Time-domain inversions of radial receiver functions and forward modeling of radial and tangential receiver functions were used to determine the velocity structure beneath DWWSSN station COL (Fairbanks, Alaska). Intermediate-period waveforms from 57 events recorded between February 1982 and November 1985 were used in the final analysis.

Receiver functions from similar backazimuths and distances are very uniform and were stacked to increase the signal-to-noise ratio. At some azimuths (particularly from the west), significant energy is observed in the tangential component, indicating the existence of heterogeneous structure.
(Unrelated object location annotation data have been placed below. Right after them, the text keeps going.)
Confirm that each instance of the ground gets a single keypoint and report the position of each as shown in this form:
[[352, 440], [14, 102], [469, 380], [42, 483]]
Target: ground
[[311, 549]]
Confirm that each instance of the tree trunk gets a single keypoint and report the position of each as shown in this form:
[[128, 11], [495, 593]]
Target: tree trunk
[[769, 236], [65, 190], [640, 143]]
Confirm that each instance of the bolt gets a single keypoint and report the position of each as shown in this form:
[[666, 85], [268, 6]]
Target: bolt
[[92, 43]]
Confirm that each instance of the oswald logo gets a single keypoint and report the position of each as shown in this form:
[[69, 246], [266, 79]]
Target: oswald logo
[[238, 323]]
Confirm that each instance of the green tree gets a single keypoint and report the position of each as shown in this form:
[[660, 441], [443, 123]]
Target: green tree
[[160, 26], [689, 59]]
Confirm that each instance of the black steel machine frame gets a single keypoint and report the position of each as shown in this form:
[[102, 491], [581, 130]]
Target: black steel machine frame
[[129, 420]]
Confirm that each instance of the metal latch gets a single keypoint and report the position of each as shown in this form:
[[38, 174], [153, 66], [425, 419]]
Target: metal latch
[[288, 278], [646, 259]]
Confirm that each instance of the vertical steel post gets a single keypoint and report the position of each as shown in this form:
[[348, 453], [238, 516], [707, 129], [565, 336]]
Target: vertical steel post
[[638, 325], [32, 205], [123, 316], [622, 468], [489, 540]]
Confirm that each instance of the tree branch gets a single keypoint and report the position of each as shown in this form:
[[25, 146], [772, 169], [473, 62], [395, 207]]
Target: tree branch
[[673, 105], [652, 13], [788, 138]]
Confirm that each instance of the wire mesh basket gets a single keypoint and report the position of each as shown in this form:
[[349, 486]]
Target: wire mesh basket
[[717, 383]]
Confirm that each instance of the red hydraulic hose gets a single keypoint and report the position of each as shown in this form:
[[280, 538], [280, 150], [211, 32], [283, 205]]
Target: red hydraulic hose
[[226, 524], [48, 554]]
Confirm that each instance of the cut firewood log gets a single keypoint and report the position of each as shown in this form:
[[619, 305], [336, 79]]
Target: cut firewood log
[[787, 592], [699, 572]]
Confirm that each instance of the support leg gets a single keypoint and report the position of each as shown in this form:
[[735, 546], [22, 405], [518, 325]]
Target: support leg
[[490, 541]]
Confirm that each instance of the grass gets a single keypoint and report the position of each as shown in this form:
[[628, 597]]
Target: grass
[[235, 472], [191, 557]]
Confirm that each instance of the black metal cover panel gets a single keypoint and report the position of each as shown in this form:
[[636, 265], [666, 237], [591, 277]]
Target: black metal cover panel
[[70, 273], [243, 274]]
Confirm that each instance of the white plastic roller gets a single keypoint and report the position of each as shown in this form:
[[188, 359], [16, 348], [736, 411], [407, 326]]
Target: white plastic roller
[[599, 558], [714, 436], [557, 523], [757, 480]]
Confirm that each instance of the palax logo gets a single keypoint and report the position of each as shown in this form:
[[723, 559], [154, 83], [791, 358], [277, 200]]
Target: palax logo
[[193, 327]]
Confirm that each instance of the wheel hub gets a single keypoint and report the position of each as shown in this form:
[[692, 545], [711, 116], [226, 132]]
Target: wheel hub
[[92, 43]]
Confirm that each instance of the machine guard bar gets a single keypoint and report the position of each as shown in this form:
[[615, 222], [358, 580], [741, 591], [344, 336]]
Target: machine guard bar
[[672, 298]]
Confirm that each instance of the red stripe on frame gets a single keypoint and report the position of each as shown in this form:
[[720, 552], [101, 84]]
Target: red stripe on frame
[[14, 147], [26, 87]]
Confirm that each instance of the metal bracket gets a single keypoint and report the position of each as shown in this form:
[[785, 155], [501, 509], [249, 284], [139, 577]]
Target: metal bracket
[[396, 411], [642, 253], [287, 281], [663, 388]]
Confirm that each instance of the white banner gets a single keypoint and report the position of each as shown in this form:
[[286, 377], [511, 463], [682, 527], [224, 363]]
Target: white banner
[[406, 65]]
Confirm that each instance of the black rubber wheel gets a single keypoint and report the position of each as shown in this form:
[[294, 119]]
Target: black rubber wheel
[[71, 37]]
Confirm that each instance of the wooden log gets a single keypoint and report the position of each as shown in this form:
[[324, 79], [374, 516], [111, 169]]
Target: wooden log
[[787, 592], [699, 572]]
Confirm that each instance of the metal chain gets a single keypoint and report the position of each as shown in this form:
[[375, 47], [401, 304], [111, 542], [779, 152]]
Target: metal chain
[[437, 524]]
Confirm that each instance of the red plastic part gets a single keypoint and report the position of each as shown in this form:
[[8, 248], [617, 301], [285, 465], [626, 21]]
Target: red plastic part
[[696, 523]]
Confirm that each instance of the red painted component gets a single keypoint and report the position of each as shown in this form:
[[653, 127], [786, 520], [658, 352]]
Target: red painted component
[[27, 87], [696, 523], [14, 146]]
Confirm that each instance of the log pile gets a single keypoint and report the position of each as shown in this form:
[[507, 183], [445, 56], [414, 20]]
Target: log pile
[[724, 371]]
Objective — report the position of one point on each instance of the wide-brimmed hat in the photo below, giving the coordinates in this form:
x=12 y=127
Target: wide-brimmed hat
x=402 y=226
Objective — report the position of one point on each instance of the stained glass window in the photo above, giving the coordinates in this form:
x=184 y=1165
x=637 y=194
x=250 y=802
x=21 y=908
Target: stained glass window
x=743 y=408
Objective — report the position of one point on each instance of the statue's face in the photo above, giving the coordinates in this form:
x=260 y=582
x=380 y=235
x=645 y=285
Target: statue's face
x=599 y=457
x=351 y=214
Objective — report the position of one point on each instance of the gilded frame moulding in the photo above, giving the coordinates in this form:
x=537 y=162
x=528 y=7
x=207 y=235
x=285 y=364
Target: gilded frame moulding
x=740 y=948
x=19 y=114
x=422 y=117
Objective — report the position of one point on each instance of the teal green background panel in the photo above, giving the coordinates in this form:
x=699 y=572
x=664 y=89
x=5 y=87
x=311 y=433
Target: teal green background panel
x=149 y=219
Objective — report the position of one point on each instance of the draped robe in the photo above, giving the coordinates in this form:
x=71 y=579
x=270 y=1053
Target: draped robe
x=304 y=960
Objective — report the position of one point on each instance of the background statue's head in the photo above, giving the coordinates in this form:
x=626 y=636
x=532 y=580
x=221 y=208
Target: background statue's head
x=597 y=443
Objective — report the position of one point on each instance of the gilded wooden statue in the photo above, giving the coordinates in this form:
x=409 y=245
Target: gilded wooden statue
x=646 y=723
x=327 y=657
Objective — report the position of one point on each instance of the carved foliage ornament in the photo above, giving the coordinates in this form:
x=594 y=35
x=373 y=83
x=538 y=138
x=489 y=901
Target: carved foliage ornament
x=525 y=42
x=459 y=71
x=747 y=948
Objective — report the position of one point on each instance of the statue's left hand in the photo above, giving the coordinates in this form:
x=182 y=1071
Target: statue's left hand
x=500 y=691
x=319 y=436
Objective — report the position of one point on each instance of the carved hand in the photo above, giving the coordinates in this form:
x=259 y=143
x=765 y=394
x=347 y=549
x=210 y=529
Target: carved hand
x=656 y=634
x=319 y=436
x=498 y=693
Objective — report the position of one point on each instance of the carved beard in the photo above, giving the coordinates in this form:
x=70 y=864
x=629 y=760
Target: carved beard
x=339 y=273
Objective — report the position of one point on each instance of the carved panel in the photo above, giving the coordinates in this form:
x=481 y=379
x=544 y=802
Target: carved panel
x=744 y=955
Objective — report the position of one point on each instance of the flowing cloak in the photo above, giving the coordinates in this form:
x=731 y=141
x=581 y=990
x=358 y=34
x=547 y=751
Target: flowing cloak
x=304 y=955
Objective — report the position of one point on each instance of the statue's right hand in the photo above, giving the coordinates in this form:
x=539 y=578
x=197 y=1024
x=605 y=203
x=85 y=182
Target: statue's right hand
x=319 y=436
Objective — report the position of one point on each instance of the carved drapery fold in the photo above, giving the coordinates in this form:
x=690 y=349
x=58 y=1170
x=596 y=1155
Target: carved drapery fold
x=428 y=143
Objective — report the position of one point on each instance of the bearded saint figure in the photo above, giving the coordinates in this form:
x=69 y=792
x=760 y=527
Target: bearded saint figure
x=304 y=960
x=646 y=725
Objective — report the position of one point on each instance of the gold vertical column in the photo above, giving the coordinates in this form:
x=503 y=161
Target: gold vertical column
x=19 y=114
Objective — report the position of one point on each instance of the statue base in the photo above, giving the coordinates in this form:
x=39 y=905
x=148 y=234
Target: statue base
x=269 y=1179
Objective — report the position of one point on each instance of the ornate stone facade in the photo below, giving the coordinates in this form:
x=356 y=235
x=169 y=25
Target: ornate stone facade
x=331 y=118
The calculated velocity profiles are complicated and contain several distinct features that are consistent between the different stacks. The most obvious features are two strong velocity increases or boundaries in the lower crust. The first of these velocity gradients is between 27 and 32 km, a depth that is often associated with the crust-mantle transition in this region. Forward modeling of the receiver function arrivals associated with this boundary indicates that it has a strike of ∼ 280° and a dip of at least 10° to the northeast. The velocity profiles and forward modeling also indicate a low-velocity layer between depths of about 15 and 28 km. This layer is consistent with TACT results that show a layer at approximately this depth, with high electrical conductivity and a lower-than-expected seismic velocity, interpreted to be Mesozoic flysch.